- Born: 20th century
- Died: circa. 1998–2002 Democratic Republic of Congo
- Known for: Broadcasting hate propaganda on Radio Télévision Libre des Mille Collines before and during the Rwandan genocide

= Kantano Habimana =

Rwandan journalist

Kantano Habimana (died c. 1998–2002), commonly referred to as Kantano, was a presenter (animateur) on the Rwandan radio station RTLM, which played a significant role in promoting the genocide against the Tutsi. Like the station's other broadcasters, Habimana incited violence against Tutsi and moderate Hutu on the air.

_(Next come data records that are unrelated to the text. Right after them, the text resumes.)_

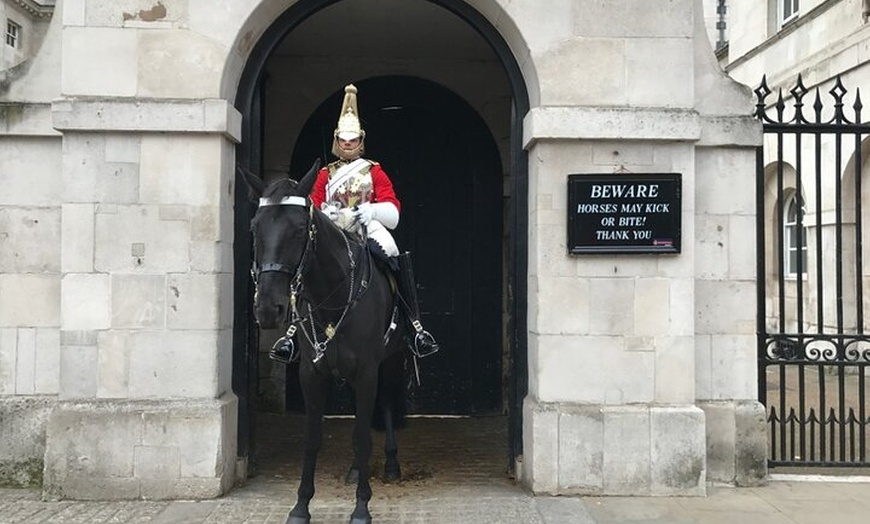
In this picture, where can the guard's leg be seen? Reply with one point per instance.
(423, 343)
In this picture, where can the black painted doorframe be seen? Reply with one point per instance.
(248, 154)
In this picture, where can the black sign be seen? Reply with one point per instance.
(624, 213)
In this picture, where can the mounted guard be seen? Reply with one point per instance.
(358, 196)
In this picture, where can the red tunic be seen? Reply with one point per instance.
(382, 187)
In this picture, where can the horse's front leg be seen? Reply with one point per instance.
(392, 470)
(366, 389)
(315, 391)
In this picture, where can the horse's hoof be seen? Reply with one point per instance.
(352, 476)
(301, 517)
(392, 475)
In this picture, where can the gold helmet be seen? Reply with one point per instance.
(348, 121)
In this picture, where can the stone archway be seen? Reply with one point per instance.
(259, 146)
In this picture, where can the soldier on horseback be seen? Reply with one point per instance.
(358, 196)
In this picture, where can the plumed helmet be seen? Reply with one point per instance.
(348, 121)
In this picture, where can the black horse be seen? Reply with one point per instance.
(325, 284)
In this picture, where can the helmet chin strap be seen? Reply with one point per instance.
(353, 154)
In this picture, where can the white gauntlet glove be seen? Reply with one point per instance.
(384, 212)
(330, 210)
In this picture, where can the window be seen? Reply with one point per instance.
(13, 34)
(788, 9)
(795, 238)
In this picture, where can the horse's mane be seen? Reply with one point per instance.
(280, 188)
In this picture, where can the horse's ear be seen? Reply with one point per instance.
(307, 181)
(255, 184)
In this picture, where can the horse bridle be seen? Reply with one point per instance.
(280, 267)
(296, 280)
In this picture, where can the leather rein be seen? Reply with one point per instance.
(296, 288)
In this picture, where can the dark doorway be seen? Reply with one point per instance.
(475, 78)
(447, 172)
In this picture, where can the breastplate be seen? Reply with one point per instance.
(357, 190)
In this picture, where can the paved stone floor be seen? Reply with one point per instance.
(464, 481)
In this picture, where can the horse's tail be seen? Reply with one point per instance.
(392, 392)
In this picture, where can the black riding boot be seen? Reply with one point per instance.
(284, 349)
(424, 343)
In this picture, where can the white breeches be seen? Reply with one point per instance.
(383, 237)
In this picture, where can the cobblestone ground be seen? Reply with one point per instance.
(454, 470)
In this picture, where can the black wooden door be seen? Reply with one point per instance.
(447, 173)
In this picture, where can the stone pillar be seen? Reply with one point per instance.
(620, 346)
(146, 408)
(611, 404)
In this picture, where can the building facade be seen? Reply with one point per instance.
(123, 345)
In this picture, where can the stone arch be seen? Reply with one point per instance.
(264, 28)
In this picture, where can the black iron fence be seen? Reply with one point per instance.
(813, 346)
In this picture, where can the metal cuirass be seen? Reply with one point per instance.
(356, 190)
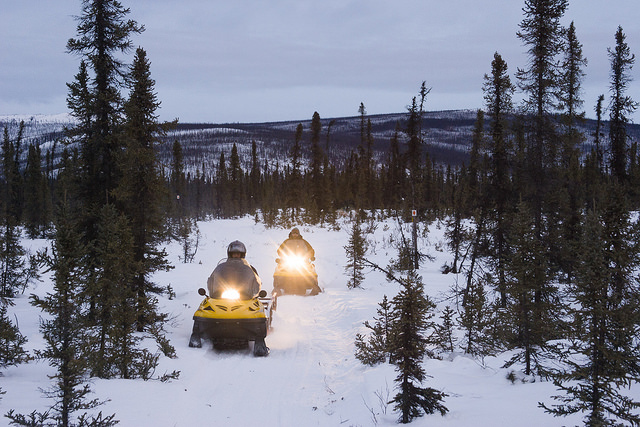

The most popular RTML animateur in terms of airtime, his appeal was attributed to his "loose and comical style on the air". During his time on air, he was noted for his charisma and sense of humor, and he was noted for being able to speak profusely "as if people were right in front of him, which was good for getting their attention.

== Early life ==
Habimana's birth date and most details about his early life prior to joining the RTLM are unknown. What is known is that he received a master's degree while studying journalism in Leningrad (now Saint Petersburg) in the Soviet Union and subsequently worked at Rwandan newspapers Imvaho and Umurwanashyaka.

== Biography ==
Habimana is often named as both the most popular animateur of RTLM and the animateur with by far the most airtime, with his segments having accounted for approximately 33% of the station’s broadcast content. Indeed, in one anthropological study conducted through on-the-ground research in Rwanda, both Hutus and Tutsis interviewed noted he was famous for his strong oratory skills.
Prior to the genocide, Habimana took a more moderate line on racial issues than most adherents of Hutu Power. In December 1993, for example, Habimana stated the following while on air: "Not all Tutsis are wicked; some of them are wicked. Not all Hutus are good, some of them are wicked. Of the ethnic groups, there are some wicked... This shows that human nature remains the same among all the ethnic groups in Rwanda, among all the men in Rwanda. But what type of person got it into his head that the RTLM hates the Tutsis?"However, during the genocide, Habimana routinely announced exact whereabouts, names and license plate numbers of alleged RPF accomplices, inciting targeted violence and often murder on the named individuals by groups such as the Impuzamugambi and Interahamwe militias. Habimana gave advice to listeners on how to identify Tutsis, saying that an individual's height and physical appearance can determine if they're Tutsi. Habimana instructed listeners to "[l]ook at the person's height and his physical appearance... Just look at his small nose and then break it”.

== Life post-genocide and reported death ==
At a pre-genocide court hearing on March 15, 1994, for "the incitement of citizens against each other", Habimana would claim that RTLM broadcasters were "small fish" compared to RTLM executives such as Ferdinand Nahimana, and thus bore little responsibility for the genocide.

Habimana reportedly died of AIDS in the Democratic Republic of Congo sometime between 1998 and 2002.